Just shared a resource that I found helpful, so wanted to also include a link to it here, so I can find it myself (should I look at the resources again):
https://thesurvivorstrust.org/members-operating-nationally/
It's a link to The Survivor's Trust - and gives some helpful links to different support groups.  I hope to have a further look in the coming days.  I came across that link when reading a somewhat disturbing newspaper article about a case that is going to court in France at the moment.  I was glad to have access to the resources and know that there are support groups available.

Hope  :)

Hope67

7th September 2024
I wanted to write about this subject for a while, but was triggered about it this morning, as I was on an app called Duolingo, and doing some French language lessons on that app.  I am in the section that is called 'Use past participles' but I can see that the next section is called 'Describe your childhood' - this reminds me of the awkwardness of being in a language class (I remember back to when I was doing my O'level French - and needed to do an oral exam where I had to talk about my family) - I remember the anger I felt at the time about what sanitised version of my family I could give in that exam.  I've experienced it again when I attended a language class as an adult, it was similarly awkward when talking about family things. 

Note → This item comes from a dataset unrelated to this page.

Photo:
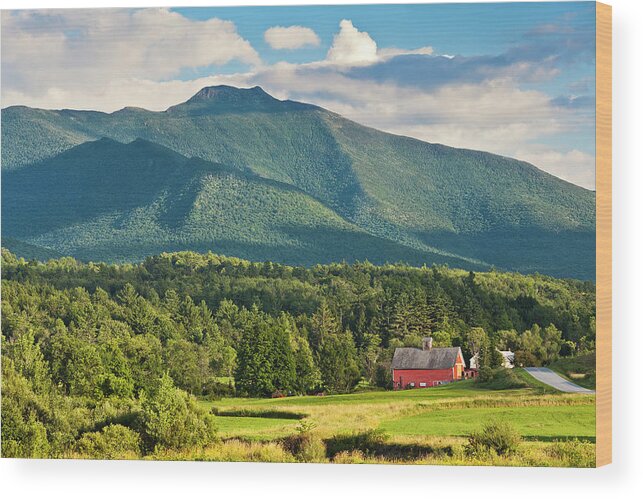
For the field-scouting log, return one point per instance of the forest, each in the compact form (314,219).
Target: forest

I had decided that the Duolingo app was a safe way to experience advancing my language skills, but knowing that the 'describe your family' session is coming up (when I get through the past participle section) - it is triggering and annoying me! 

I just wanted to get that out here - as writing about it (it's helpful!).

I wanted to put this in a more public part of this forum, but couldn't decide what section it fitted in, so I decided just to write it here - but I think language classes are challenging for people who have traumas relating to their families. 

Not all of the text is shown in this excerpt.